Chuquimamani-Condori is an artist and musician of the Pakaxa Aymara nation, who has also released work under her state name, Elysia Crampton Chuquimia. Her work focuses on questions of sovereignty, physics, and queer resistance, interweaving the past and present in a tone that both celebrates and mourns the “cacophony of the first aurora.”
Chuquimamani-Condori’s releases are knotted with traditional Aymara knowledge and praxis, including the notion of the dead “re-speaking” with the passage of each song as well as taypi or the center where “spacetimes co-mingle” as an attestation of nonlinear time and inseparability. Her sounds emerge between the horizons of American west coast post-minimalism as well as autochthonous Andean Aymara music, and her recent LP, ORCORARA 2010 (2020), originally debuted at the Biennale de l’Image en Mouvement 2018, interweaves acoustic guitars, droning synthesizers, piano and spoken word and guest singers.
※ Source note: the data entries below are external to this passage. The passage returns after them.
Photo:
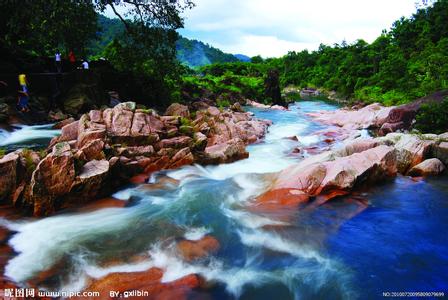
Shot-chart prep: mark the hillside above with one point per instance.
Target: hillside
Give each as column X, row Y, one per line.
column 192, row 53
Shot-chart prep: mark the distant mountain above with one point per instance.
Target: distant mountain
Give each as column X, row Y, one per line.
column 192, row 53
column 242, row 57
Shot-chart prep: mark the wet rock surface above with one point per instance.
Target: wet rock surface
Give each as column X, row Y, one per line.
column 106, row 147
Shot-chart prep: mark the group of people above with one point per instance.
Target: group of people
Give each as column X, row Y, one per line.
column 71, row 59
column 23, row 94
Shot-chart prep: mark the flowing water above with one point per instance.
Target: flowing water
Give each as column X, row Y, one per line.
column 339, row 250
column 25, row 136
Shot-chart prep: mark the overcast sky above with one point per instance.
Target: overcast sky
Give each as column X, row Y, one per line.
column 271, row 28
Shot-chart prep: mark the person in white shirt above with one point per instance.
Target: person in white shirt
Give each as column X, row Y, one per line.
column 58, row 61
column 85, row 65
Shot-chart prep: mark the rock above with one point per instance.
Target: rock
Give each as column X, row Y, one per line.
column 391, row 127
column 4, row 112
column 213, row 111
column 429, row 167
column 146, row 281
column 440, row 151
column 229, row 151
column 170, row 120
column 181, row 158
column 52, row 178
column 236, row 107
column 91, row 180
column 176, row 142
column 56, row 116
column 126, row 106
column 341, row 174
column 69, row 132
column 135, row 151
column 96, row 116
column 141, row 124
column 62, row 123
column 177, row 109
column 411, row 149
column 200, row 141
column 193, row 250
column 90, row 135
column 92, row 150
column 8, row 178
column 121, row 122
column 187, row 130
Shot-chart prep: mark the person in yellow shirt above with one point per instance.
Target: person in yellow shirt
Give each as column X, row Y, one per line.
column 23, row 82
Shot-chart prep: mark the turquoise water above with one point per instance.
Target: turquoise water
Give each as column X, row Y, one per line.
column 340, row 250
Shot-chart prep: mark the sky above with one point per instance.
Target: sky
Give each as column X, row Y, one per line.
column 271, row 28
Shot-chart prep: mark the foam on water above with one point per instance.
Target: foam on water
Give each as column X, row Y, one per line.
column 42, row 243
column 25, row 134
column 203, row 200
column 195, row 234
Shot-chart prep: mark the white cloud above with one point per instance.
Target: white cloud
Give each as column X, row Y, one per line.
column 272, row 28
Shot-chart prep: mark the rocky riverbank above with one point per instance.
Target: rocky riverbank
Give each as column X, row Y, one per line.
column 105, row 148
column 357, row 162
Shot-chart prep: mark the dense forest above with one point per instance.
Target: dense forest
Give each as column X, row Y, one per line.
column 407, row 62
column 191, row 53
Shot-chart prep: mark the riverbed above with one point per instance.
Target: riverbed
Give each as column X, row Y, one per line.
column 391, row 237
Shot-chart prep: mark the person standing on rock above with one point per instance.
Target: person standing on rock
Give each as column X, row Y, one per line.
column 3, row 88
column 22, row 101
column 72, row 60
column 23, row 82
column 58, row 61
column 85, row 64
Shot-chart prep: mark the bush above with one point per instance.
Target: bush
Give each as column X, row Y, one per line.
column 433, row 117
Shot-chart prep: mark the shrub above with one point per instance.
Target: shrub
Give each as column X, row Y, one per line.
column 433, row 117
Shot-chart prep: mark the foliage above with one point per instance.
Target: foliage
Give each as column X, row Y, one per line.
column 433, row 117
column 195, row 53
column 40, row 26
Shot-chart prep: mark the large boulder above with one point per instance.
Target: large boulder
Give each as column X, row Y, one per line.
column 53, row 178
column 429, row 167
column 441, row 152
column 227, row 152
column 177, row 109
column 91, row 180
column 181, row 158
column 175, row 142
column 8, row 178
column 331, row 176
column 411, row 149
column 91, row 150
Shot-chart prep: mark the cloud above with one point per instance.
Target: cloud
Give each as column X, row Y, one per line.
column 272, row 28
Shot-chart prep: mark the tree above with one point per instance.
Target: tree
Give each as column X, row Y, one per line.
column 272, row 85
column 41, row 26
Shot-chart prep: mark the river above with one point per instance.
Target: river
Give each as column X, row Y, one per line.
column 339, row 250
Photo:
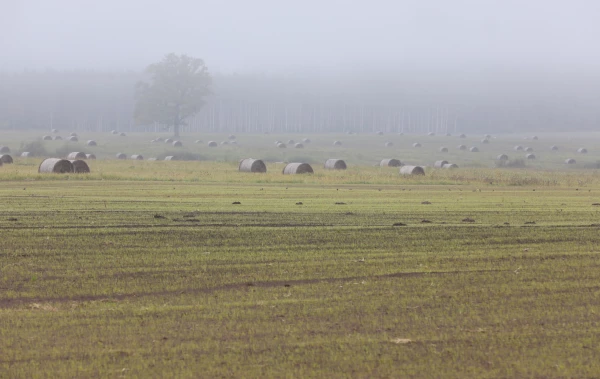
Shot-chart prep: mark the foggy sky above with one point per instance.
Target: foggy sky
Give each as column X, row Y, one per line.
column 286, row 36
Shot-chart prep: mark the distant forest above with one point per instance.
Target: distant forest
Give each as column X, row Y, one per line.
column 408, row 102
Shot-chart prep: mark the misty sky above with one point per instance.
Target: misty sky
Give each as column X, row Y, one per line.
column 303, row 35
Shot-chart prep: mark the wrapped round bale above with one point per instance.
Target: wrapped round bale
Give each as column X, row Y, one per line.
column 390, row 163
column 412, row 170
column 80, row 167
column 252, row 165
column 5, row 158
column 76, row 155
column 449, row 166
column 297, row 168
column 56, row 165
column 335, row 164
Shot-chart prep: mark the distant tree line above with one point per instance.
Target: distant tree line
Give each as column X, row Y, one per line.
column 102, row 101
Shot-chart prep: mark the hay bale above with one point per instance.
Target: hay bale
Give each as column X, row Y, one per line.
column 56, row 166
column 76, row 155
column 297, row 168
column 390, row 163
column 450, row 166
column 252, row 165
column 80, row 167
column 412, row 170
column 335, row 164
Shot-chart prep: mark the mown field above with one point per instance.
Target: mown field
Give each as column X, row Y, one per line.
column 151, row 269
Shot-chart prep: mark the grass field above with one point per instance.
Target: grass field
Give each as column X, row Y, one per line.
column 149, row 269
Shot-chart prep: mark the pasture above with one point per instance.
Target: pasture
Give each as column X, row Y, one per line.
column 192, row 269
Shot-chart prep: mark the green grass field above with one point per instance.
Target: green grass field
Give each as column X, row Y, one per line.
column 149, row 269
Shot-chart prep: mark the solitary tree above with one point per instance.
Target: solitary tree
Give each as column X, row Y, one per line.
column 176, row 92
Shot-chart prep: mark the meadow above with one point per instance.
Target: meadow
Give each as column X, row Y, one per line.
column 192, row 269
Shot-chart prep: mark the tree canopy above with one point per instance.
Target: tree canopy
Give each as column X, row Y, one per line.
column 176, row 92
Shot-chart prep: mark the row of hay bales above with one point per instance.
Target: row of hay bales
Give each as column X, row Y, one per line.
column 63, row 166
column 258, row 166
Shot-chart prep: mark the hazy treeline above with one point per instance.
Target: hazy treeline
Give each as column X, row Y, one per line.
column 409, row 102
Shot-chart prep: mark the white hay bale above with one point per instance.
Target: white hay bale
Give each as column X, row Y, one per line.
column 297, row 168
column 390, row 163
column 80, row 167
column 76, row 155
column 412, row 170
column 335, row 164
column 56, row 166
column 252, row 165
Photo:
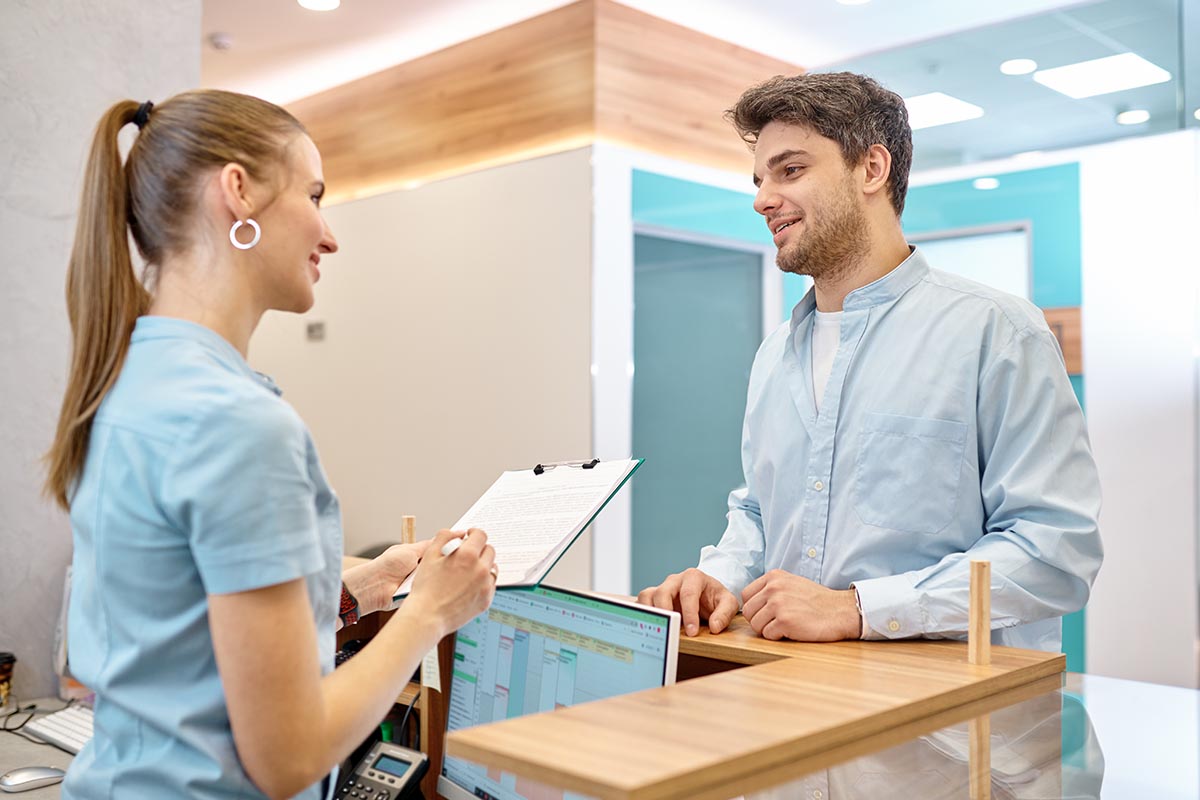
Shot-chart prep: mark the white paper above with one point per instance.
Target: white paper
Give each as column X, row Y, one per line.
column 531, row 518
column 431, row 672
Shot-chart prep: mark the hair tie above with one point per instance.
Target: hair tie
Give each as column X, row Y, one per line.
column 143, row 114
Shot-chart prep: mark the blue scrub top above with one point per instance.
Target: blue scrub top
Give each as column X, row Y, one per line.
column 199, row 480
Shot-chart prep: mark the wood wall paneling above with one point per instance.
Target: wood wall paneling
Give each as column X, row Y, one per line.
column 556, row 82
column 522, row 88
column 664, row 89
column 1066, row 324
Her brother Joshua Chuquimia Crampton is an LA-based Aymara guitarist, composer and multi-media artist whose most recent releases include 4 (2021) and The Heart’s Wash (2020), a full-length project of solo guitar compositions that are as meditative and wandering as they are viscerally raw and immediate.
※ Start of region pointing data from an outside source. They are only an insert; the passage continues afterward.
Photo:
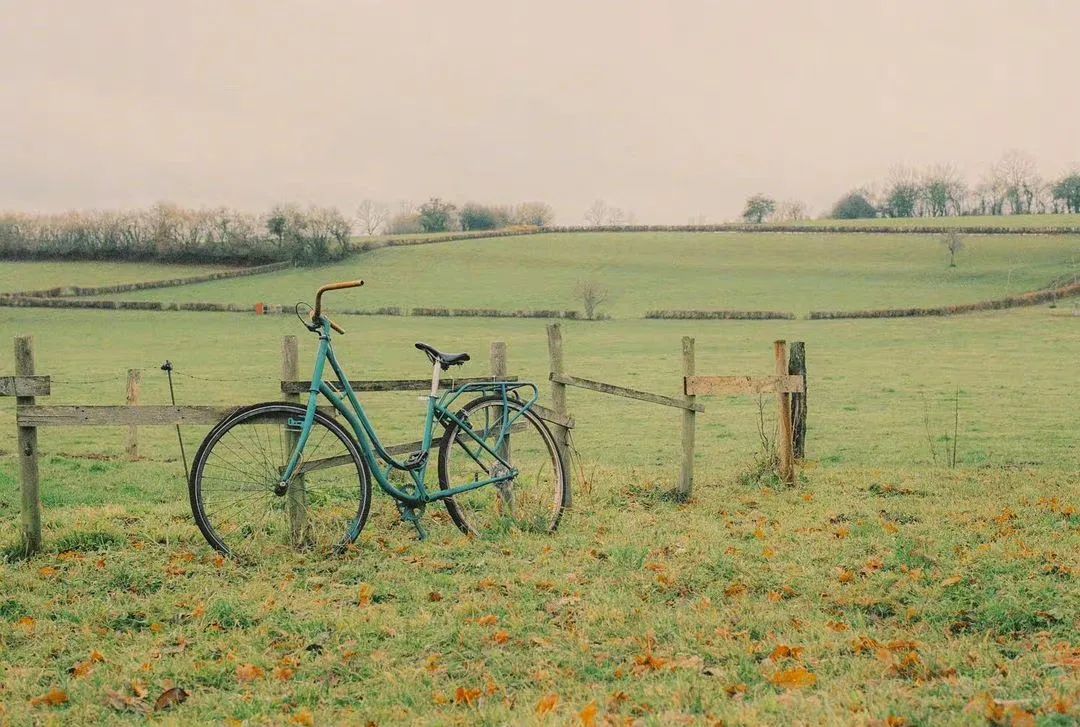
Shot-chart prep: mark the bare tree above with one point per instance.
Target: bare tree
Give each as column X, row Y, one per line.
column 1018, row 178
column 372, row 216
column 596, row 214
column 953, row 243
column 593, row 295
column 790, row 211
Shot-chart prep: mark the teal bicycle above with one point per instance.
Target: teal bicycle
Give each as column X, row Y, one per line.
column 282, row 475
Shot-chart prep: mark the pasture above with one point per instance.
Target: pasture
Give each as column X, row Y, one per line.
column 885, row 587
column 644, row 271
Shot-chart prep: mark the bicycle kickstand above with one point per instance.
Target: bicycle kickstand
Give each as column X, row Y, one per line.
column 410, row 515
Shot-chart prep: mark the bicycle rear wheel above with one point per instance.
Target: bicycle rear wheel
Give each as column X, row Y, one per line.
column 245, row 511
column 532, row 500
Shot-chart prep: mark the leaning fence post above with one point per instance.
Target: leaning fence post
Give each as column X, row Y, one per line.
column 295, row 499
column 686, row 473
column 797, row 366
column 28, row 455
column 558, row 393
column 131, row 443
column 784, row 445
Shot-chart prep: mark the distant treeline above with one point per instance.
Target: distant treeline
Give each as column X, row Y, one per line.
column 169, row 233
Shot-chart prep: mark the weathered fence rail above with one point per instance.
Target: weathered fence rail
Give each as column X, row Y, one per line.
column 29, row 416
column 787, row 382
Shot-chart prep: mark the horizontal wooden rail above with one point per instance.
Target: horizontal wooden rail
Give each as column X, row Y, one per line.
column 390, row 385
column 24, row 386
column 119, row 416
column 703, row 386
column 623, row 391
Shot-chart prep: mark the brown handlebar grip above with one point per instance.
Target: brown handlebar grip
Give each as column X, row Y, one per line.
column 333, row 286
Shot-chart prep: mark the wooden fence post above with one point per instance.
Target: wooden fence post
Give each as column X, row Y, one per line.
column 134, row 381
column 295, row 496
column 558, row 393
column 28, row 455
column 784, row 445
column 797, row 366
column 686, row 473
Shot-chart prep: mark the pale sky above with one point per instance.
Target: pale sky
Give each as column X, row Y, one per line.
column 669, row 109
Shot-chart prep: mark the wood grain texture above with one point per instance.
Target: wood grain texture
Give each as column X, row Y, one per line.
column 119, row 416
column 702, row 386
column 25, row 386
column 623, row 391
column 29, row 479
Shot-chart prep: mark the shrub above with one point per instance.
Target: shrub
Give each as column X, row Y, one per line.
column 853, row 205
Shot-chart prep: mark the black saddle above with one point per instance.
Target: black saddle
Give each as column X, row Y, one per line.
column 445, row 360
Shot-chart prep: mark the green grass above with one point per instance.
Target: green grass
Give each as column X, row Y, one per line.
column 644, row 271
column 39, row 274
column 907, row 589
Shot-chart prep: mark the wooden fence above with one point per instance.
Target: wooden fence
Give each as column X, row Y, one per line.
column 26, row 386
column 787, row 384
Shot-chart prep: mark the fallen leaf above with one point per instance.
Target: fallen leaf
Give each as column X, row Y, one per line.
column 304, row 717
column 170, row 698
column 588, row 715
column 785, row 651
column 794, row 678
column 547, row 704
column 124, row 703
column 467, row 697
column 52, row 698
column 250, row 673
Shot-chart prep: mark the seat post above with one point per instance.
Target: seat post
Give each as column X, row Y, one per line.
column 435, row 371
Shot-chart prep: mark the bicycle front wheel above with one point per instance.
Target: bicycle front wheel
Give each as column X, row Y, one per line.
column 532, row 500
column 243, row 508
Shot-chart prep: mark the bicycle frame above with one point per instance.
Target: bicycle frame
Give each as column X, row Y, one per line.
column 372, row 448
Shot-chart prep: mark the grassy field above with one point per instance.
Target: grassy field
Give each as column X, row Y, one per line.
column 644, row 271
column 38, row 274
column 886, row 587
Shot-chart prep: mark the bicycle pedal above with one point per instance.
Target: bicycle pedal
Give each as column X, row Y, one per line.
column 416, row 460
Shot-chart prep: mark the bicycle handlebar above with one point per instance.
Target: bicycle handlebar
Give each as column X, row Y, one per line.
column 316, row 313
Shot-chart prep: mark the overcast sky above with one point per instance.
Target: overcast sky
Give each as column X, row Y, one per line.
column 671, row 109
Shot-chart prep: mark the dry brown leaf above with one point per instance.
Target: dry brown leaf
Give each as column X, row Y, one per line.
column 52, row 698
column 785, row 651
column 794, row 678
column 547, row 704
column 304, row 717
column 248, row 673
column 124, row 703
column 170, row 698
column 588, row 715
column 467, row 697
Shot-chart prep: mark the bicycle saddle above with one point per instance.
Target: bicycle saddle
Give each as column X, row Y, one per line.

Haus der Kunst co-produces their first film commission, alongside Auto Italia and Centre d’Art Contemporain Genève. Amaru's Tongue: Daughter, produced and directed by Chuquimamani-Condori and Joshua Chuquimia Crampton will be premiered at Haus der Kunst and simultaneously screened in London at Autoitalia during Frieze week. In the film the artists enact a ceremony for their grandmother and explore their family’s rituals around death. Underpinned by the indigenous nation’s abolitionist traditions as inseparable from the Black radical tradition, the project attests to different spacetimes and ways of imagining as ‘abolition geographies’ (Ruthie Wilson Gilmore, 2017).
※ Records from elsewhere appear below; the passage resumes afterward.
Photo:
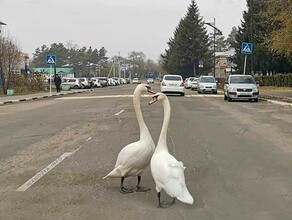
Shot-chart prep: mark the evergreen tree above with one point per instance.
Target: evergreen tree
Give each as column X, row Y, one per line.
column 189, row 45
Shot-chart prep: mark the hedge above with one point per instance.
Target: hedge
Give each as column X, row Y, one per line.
column 279, row 80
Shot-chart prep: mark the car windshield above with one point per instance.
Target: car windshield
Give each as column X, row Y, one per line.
column 208, row 79
column 173, row 78
column 242, row 79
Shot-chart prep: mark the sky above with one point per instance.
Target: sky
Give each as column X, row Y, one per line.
column 118, row 25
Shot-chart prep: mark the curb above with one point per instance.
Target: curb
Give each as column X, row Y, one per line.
column 277, row 102
column 42, row 97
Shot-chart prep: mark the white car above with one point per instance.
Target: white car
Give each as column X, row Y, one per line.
column 188, row 82
column 84, row 82
column 242, row 87
column 73, row 83
column 150, row 80
column 195, row 83
column 95, row 82
column 172, row 84
column 207, row 84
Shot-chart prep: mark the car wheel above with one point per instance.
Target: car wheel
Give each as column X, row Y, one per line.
column 229, row 99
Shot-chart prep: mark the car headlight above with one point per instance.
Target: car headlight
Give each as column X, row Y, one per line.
column 255, row 89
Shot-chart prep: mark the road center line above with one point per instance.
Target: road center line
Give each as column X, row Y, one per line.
column 48, row 168
column 120, row 112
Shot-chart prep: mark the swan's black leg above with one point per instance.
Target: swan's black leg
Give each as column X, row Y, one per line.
column 123, row 189
column 139, row 188
column 159, row 202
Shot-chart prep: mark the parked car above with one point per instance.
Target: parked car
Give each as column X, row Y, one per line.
column 188, row 82
column 172, row 84
column 136, row 81
column 103, row 81
column 150, row 80
column 84, row 82
column 95, row 82
column 207, row 84
column 73, row 83
column 243, row 87
column 195, row 83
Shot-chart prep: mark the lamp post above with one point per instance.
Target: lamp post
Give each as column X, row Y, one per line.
column 214, row 41
column 1, row 23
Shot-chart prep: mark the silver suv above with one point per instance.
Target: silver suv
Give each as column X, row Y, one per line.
column 241, row 87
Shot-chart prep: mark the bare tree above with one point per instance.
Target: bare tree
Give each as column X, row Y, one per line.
column 10, row 59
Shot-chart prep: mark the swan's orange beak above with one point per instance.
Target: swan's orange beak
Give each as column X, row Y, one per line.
column 153, row 100
column 150, row 91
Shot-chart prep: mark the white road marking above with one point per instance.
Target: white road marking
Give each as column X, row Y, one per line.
column 48, row 168
column 100, row 97
column 120, row 112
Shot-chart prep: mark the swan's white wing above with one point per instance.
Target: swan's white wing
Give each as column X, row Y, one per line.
column 168, row 174
column 132, row 159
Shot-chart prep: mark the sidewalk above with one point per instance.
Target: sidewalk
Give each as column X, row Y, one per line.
column 277, row 95
column 22, row 98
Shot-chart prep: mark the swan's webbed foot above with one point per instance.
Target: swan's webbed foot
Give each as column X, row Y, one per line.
column 125, row 190
column 163, row 205
column 142, row 189
column 139, row 188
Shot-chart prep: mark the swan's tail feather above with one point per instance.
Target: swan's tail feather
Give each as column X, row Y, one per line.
column 115, row 173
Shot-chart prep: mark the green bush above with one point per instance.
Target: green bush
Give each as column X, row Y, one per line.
column 278, row 80
column 28, row 83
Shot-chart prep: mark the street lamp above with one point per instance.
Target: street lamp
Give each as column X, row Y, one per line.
column 1, row 23
column 214, row 48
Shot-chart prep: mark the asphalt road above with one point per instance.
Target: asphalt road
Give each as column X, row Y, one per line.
column 238, row 157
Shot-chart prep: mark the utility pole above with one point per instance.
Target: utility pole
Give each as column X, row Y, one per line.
column 214, row 42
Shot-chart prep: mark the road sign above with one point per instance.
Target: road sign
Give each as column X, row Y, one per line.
column 201, row 64
column 246, row 48
column 51, row 59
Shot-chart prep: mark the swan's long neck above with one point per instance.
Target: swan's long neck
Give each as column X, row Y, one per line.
column 144, row 132
column 162, row 141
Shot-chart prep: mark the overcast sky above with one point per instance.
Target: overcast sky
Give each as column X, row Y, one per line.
column 118, row 25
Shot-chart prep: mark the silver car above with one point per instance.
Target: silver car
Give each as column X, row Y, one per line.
column 241, row 87
column 172, row 84
column 207, row 84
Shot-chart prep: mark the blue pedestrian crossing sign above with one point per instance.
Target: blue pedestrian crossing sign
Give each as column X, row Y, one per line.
column 51, row 59
column 246, row 48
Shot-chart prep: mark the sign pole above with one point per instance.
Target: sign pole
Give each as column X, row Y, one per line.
column 244, row 68
column 50, row 80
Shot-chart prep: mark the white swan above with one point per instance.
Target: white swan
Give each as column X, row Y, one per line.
column 135, row 157
column 167, row 172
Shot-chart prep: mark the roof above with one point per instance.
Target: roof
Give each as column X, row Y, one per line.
column 63, row 70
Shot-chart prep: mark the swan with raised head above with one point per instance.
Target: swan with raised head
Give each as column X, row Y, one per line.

Chuquimamani-Condori will present an introductory lecture on the themes of the film, and together with Joshua Chuquimia Crampton, will also present a live music performance in the West Fluegel, with their film being installed in the South Gallery for ten days. The artwork for the TUNE programme is an image by Joshua Chuquimia Crampton, with the snake representing several of the themes presented throughout the film.